Staff were told on Thursday morning that Sheffield, who had been absent for the last week, would be departing with immediate effect by “mutual consent”. Multiple sources at the news outlet said her time on the newspaper had been an unhappy one, with deep job cuts and financial pressures caused by the Covid pandemic exacerbated by a struggling digital strategy.
One Evening Standard employee said that while Sheffield had tried to relaunch in difficult circumstances, the newspaper increasingly struggled to grasp what stories Londoners wanted to read.
In an email to staff, Sheffield thanked employees for their support during this “incredibly challenging period of history” and said she would continue to write a column for the newspaper.
Sheffield, the sister-in-law of the former prime minister David Cameron, replaced the former Conservative chancellor George Osborne as editor of the Evening Standard last summer. Multiple Evening Standard staff expressed hope that the next editor would not be someone from the same social background.

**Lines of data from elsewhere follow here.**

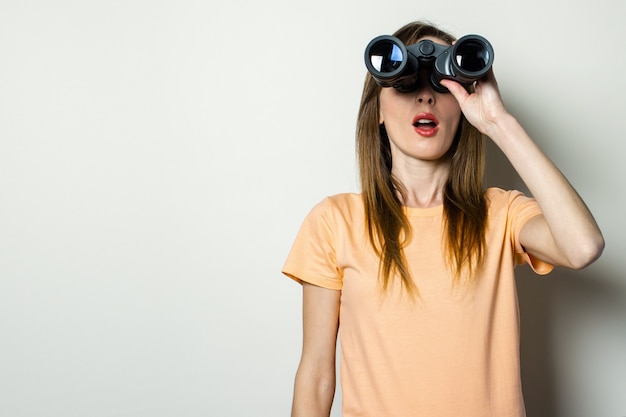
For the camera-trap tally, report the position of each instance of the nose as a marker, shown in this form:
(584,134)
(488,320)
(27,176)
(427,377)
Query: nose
(424,92)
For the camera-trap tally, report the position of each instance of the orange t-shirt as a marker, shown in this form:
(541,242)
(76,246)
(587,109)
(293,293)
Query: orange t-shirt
(454,351)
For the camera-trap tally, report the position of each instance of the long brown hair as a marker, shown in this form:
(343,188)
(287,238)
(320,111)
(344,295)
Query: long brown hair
(464,206)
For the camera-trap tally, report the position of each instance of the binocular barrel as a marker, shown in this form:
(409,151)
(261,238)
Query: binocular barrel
(393,64)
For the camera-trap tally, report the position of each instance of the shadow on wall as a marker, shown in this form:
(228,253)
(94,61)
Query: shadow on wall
(558,305)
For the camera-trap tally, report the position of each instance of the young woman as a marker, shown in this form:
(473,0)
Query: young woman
(416,272)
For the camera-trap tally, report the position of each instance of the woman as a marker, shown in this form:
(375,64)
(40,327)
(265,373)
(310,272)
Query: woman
(418,268)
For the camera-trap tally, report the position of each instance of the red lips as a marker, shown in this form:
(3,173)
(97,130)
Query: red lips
(425,124)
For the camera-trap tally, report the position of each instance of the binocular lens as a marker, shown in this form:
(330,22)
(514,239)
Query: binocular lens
(386,56)
(472,56)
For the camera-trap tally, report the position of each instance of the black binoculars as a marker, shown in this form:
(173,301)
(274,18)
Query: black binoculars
(393,64)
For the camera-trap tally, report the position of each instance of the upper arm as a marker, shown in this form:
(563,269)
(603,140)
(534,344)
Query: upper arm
(320,320)
(536,239)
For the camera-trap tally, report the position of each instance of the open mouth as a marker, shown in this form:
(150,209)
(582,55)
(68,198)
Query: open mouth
(426,124)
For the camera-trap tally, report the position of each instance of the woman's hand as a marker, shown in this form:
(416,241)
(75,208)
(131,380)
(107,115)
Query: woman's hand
(484,107)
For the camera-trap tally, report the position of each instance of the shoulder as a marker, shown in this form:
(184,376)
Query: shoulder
(498,198)
(341,203)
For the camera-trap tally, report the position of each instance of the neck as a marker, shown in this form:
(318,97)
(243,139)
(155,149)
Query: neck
(423,182)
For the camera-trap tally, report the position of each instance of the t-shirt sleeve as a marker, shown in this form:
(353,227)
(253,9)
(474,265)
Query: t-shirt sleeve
(522,209)
(313,256)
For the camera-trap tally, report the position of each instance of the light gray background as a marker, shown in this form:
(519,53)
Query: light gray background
(158,157)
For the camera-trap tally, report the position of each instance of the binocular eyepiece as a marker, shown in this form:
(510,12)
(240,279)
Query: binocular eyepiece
(393,64)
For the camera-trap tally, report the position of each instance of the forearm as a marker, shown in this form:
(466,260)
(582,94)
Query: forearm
(314,392)
(572,226)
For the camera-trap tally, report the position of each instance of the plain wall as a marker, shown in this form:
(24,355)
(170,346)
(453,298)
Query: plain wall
(158,157)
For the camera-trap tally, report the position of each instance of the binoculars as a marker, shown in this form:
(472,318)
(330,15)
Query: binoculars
(393,64)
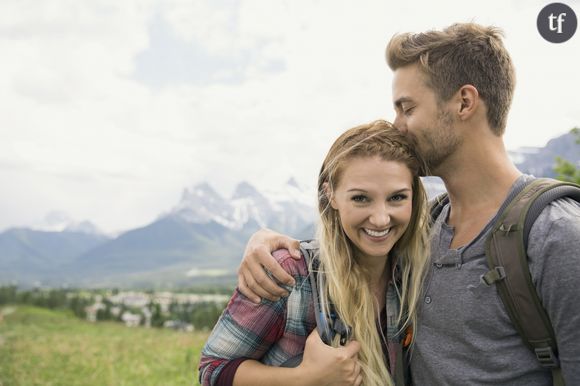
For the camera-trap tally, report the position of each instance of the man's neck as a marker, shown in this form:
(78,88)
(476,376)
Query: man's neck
(478,178)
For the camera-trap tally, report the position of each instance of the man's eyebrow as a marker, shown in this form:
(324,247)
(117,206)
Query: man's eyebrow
(402,100)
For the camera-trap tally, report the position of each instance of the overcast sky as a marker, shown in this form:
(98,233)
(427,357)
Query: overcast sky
(108,109)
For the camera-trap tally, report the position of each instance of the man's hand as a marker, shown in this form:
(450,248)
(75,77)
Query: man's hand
(325,365)
(253,281)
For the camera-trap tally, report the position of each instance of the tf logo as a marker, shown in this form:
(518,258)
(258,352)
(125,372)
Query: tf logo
(557,22)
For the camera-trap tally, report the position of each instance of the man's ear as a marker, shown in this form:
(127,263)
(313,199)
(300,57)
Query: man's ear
(468,98)
(329,195)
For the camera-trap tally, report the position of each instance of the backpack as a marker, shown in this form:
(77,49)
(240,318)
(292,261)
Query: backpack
(329,325)
(506,251)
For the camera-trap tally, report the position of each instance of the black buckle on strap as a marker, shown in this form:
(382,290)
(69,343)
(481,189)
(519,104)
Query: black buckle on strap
(546,357)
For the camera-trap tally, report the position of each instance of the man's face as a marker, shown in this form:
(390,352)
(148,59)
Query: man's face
(418,114)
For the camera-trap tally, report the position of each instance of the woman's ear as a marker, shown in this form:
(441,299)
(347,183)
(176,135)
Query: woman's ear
(329,195)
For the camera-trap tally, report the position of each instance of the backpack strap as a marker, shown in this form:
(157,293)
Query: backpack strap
(437,205)
(506,251)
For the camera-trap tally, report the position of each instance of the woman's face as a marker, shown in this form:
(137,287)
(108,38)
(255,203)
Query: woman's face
(374,201)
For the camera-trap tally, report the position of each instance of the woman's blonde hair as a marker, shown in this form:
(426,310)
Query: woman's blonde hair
(346,281)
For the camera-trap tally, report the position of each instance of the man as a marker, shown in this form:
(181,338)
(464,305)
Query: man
(452,90)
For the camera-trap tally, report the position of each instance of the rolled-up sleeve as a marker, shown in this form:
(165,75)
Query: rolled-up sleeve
(245,330)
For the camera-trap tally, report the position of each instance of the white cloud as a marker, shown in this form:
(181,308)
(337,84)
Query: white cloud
(110,108)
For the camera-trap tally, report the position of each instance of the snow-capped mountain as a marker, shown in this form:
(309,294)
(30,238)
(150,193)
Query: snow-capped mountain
(289,208)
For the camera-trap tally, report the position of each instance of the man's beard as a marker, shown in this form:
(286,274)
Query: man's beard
(438,142)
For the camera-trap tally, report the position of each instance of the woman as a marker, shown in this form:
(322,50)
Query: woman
(372,251)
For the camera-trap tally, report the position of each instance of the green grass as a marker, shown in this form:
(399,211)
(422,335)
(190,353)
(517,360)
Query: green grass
(45,347)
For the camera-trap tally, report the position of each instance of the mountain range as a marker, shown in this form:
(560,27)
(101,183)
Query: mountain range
(198,241)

The Evening Standard is controlled by Evgeny Lebedev, who was recently given a life peerage by the prime minister, Boris Johnson, and also owns the Independent. It is unclear whether Lebedev can continue to sustain substantial losses at the Standard, although several years ago he sold a 30% stake in the outlet to offshore companies believed to be ultimately part-owned by a bank with close links to the Saudi Arabian government.
Although the Standard is a regional paper, its large print distribution and proximity to power means many politicians in Westminster treat it as a national outlet. Publisher at the Standard, Charlotte Ross, takes over as acting editor with immediate effect.
The Standard’s business model, which relies on distributing hundreds of thousands of free copies aimed at London commuters and then charging for advertising, was under threat before the pandemic. It has lost £40m in three years, with revenues plummeting further when Covid-19 caused most of its core readership to stay at home.
In response, the newspaper’s delivery team began putting copies of the newspaper through domestic letterboxesand dropping copies further out into the suburbs. However, the size of its print edition has halved to as small as 28 pages on some days, amid a lack of advertising.
Shortly after Sheffield took the job last summer, the outlet’s management introduced big cuts that led to about 40% of its journalists being sacked.
The much-vaunted digital-first relaunch has struggled to substantially turn around the fortunes of its website, which is described by employees as traffic-driven and focusing on global celebrity stories as much as local London news.